I previously wrote an article on 6 Expensive Baseball Card Printing Errors with a focus on vintage cards. This article will focus on the same concept, baseball card printing errors, but with more modern cards. Here are four cards where both an error and corrected version exist in the post-war card market.
1990 Topps #414 Frank Thomas (No Name on Front)
The 1990 Topps #414 Frank Thomas No Name on Front card is one of the most famous cards in the hobby, period. Certainly, it’s one of the most important modern error cards and a must-have for collectors with large bankrolls. Frank was a superstar player when baseball card collecting was near its peak. He’s a Hall of Famer who retired with 521 home runs and a .301 batting average to go with two AL MVP awards. The printing hiccup has been speculated about, and no one has unraveled the mystery as well as the user BunchOBull on the Collector’s Universe message boards.
Essentially a piece of card-stock got in the way of the black printing dye of a few uncut sheets of cards, affecting about ten cards, with Frank Thomas being the most notable.
The No Name on Front version has a PSA population of 207 compared to 14278 Name on Front variants. The last sale of a No Name on Front printing error was $5500 for a PSA 7 on eBay, with PSA 8s going for over $7000. PSA 9s command 5 figure prices with archived sales of over $20k.
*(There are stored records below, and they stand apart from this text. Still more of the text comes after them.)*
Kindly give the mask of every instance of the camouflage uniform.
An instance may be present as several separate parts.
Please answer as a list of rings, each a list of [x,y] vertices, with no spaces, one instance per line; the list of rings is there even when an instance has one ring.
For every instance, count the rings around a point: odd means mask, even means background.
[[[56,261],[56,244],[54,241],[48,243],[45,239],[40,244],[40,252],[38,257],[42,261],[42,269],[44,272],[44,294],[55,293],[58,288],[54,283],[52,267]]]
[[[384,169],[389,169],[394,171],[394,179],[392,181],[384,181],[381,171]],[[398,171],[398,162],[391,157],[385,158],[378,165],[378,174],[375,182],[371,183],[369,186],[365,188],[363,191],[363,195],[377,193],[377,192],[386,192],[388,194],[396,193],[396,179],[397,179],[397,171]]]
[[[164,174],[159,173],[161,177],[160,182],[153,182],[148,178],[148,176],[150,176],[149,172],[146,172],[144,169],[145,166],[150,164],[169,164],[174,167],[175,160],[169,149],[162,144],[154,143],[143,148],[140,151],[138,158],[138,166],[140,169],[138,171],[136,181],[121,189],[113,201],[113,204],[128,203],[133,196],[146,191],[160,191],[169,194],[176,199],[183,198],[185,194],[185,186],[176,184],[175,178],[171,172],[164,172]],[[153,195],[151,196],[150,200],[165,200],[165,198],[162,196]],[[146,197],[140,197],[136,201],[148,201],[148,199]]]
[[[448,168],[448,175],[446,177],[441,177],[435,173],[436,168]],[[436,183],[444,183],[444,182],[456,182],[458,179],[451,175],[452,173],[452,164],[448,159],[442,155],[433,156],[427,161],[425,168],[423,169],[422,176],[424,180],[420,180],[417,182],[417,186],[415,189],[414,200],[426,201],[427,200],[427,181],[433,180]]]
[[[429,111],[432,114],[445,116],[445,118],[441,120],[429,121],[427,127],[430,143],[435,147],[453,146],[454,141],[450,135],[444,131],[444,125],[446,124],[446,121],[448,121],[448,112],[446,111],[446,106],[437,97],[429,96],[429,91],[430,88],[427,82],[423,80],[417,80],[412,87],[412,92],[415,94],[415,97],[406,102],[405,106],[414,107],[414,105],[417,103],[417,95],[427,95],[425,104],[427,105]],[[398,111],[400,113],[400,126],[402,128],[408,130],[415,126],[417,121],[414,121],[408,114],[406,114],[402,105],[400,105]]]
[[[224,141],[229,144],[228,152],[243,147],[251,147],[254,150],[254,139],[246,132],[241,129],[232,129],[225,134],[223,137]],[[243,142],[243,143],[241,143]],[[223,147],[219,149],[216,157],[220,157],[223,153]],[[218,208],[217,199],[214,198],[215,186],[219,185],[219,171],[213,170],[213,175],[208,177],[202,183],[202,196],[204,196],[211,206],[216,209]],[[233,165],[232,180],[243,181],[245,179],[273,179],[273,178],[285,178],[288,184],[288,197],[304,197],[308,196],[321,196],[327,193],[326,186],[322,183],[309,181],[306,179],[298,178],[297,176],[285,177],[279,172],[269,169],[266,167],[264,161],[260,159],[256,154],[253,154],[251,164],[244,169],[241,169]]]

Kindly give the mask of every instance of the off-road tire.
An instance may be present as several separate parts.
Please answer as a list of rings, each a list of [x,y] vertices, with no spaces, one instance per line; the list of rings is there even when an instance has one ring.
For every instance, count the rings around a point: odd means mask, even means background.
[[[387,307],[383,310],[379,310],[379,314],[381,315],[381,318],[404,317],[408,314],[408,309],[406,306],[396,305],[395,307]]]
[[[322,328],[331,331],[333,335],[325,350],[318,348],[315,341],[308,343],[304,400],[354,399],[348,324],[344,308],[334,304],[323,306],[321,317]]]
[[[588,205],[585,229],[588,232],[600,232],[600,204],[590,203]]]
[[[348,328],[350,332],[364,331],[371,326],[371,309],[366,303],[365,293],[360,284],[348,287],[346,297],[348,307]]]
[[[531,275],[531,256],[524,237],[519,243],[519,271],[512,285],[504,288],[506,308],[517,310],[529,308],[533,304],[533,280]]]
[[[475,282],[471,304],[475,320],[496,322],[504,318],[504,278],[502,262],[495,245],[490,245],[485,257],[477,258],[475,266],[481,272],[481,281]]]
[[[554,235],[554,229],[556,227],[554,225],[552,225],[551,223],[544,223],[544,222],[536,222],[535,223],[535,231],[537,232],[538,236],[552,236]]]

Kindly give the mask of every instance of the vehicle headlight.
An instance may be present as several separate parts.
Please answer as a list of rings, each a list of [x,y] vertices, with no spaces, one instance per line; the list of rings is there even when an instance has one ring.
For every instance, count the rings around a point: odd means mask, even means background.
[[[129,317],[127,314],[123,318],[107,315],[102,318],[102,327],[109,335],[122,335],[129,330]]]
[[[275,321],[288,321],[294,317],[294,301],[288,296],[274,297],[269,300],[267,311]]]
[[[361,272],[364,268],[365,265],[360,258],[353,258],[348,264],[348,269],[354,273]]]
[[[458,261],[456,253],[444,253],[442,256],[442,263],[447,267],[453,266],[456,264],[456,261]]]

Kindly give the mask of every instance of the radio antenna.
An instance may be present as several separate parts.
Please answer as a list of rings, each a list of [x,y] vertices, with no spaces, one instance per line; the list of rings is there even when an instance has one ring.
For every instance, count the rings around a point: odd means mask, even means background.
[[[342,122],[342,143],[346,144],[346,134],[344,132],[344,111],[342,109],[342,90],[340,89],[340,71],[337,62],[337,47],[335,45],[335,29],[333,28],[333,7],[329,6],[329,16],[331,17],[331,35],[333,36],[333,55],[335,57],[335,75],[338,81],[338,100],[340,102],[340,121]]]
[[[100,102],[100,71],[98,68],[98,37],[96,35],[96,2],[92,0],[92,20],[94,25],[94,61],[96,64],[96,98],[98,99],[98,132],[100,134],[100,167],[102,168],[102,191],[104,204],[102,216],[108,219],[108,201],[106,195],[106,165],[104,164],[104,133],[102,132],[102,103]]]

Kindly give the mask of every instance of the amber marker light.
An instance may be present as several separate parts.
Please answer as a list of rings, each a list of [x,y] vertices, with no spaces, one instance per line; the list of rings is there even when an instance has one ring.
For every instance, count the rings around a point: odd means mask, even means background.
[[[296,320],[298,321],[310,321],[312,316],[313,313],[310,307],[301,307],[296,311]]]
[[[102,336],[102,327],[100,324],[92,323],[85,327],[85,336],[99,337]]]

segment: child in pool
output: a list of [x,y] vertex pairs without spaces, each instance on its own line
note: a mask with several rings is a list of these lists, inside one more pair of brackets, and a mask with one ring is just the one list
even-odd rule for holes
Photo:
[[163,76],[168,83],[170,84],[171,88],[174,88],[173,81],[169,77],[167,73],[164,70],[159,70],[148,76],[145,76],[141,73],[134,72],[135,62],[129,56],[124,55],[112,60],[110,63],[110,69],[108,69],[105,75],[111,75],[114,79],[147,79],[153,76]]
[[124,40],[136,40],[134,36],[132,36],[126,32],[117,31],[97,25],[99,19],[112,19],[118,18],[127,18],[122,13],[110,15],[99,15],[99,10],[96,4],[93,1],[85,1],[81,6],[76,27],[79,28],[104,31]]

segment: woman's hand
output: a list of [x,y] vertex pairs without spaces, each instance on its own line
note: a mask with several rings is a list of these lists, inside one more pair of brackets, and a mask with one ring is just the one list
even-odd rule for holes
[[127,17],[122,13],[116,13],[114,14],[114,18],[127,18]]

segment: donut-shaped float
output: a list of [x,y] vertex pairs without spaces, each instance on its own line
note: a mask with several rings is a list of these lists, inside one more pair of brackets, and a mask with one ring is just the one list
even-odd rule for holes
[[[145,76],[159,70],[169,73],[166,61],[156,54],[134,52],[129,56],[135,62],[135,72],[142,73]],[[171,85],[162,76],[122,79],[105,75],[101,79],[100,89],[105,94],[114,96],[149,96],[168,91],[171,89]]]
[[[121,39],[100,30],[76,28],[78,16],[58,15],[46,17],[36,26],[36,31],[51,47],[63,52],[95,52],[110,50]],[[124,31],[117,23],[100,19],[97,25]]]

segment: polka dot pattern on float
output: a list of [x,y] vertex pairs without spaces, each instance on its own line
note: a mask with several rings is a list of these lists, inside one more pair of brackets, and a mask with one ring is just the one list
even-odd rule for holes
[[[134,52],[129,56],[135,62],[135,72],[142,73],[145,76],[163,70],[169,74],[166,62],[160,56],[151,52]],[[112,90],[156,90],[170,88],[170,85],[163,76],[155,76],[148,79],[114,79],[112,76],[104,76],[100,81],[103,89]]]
In comparison, a PSA 10 of the 1990 Topps #414 Frank Thomas card with his full name printed on the front, is just over $80. PSA 8s of the Name on Front variant can be found for under $10.
1989 Fleer #616 Bill Ripken F**k Face
Fleer didn’t notice that the Bill Ripken card they released had an obscenity written on the bottom of the bat he was holding. It spelled out, “F**k FACE.” After the company became aware of the error, they released subsequent printings with the words obscured. First, they had a blob of what appeared to be Wite-Out, then a pen scribble, and finally a black square. Ripken admitted that he wrote the words on the bat to spot it easily as his batting practice bat. Ripken also believes that Fleer couldn’t have missed the error and suggested that they enhanced it to generate extra publicity.
The 5 Bill Ripken #616 cards have the following populations and prices:
- Black Box Over Error – Total Population of 1557 – PSA 8 for ~$15
- Black Scribble Over Error – Total Population of 746 – PSA 8 for ~$30
- FF Error – Total Population of 6468 – PSA 8 for ~$60
- Scribbled Out in White – Total Population of 76 – PSA 8 for ~$250-500 (A lot of Variance)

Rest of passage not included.